LibreOffice 4.4 review – Finally, it rocks

LibreOffice is the flagship office suite for Linux. It’s also quite popular with Windows users. As a free, open-source and cross-platform solution, LibreOffice allows people to enjoy the world of writing, spreadsheets, presentations and alike without having to spend hefty sums of money. The only problem till now was that it didn’t quite work as advertised. Microsoft Office support was, for the lack of a better word, lacking.

Version 4.4 is out, and it promises a great deal. A simplified interface, new looks, much improved proprietary file format support.
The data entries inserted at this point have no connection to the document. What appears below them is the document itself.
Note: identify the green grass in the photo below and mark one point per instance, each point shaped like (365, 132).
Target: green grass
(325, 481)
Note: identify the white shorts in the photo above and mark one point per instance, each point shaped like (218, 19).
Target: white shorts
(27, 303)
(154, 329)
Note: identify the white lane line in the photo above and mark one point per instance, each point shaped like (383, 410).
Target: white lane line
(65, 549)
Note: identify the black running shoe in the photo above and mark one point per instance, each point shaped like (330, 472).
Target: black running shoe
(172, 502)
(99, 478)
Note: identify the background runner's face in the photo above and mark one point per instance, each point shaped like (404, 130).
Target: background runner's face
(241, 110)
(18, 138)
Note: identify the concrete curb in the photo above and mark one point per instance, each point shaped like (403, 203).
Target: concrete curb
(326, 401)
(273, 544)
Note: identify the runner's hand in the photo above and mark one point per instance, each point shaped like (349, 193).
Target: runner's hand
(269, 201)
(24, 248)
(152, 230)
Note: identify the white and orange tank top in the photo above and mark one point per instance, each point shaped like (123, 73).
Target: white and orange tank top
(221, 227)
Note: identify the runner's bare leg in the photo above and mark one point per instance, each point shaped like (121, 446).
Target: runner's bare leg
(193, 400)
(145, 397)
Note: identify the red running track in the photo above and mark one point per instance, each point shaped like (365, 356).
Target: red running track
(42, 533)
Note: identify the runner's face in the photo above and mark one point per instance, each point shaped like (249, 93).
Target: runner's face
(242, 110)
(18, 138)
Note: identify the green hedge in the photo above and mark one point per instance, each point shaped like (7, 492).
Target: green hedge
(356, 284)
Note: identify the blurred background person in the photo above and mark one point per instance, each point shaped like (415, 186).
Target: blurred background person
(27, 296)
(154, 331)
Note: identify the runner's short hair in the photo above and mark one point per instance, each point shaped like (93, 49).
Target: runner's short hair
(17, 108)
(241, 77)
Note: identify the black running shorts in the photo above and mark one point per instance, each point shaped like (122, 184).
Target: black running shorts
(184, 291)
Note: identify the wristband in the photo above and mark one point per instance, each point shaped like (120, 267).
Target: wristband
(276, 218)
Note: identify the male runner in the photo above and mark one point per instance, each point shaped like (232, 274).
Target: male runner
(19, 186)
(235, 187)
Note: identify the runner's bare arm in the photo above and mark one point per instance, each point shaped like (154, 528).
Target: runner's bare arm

Sounds exciting, and as someone who has lambasted LibreOffice for this very reason in the past, I felt compelled to give this new edition its due rightful try. On top of Plasma 5 no less. So let’s see.

Installation

There are several ways you can obtain LibreOffice. Official and unofficial repositories are available for various distributions, self-contained archives, installers in the DEB and RPM format, and best of all, Kubuntu Vivid Beta ships with LibreOffice 4.4 out of the box. It’s Bob’s your uncle and no mistake!

About

To make my test even prettier, I improved LibreOffice with the Sift set of monochrome icons. Now, I know that everyone’s done this already, which makes my own attempt slightly lame, but you will have to forgive me. Anyhow, the new version of the office suite comes with many improvements. To name just a few, in Writer, you get a smart, quick-action sidebar always active on the right side of the screen, cloud integration, a better way of managing styles, import filters, and more.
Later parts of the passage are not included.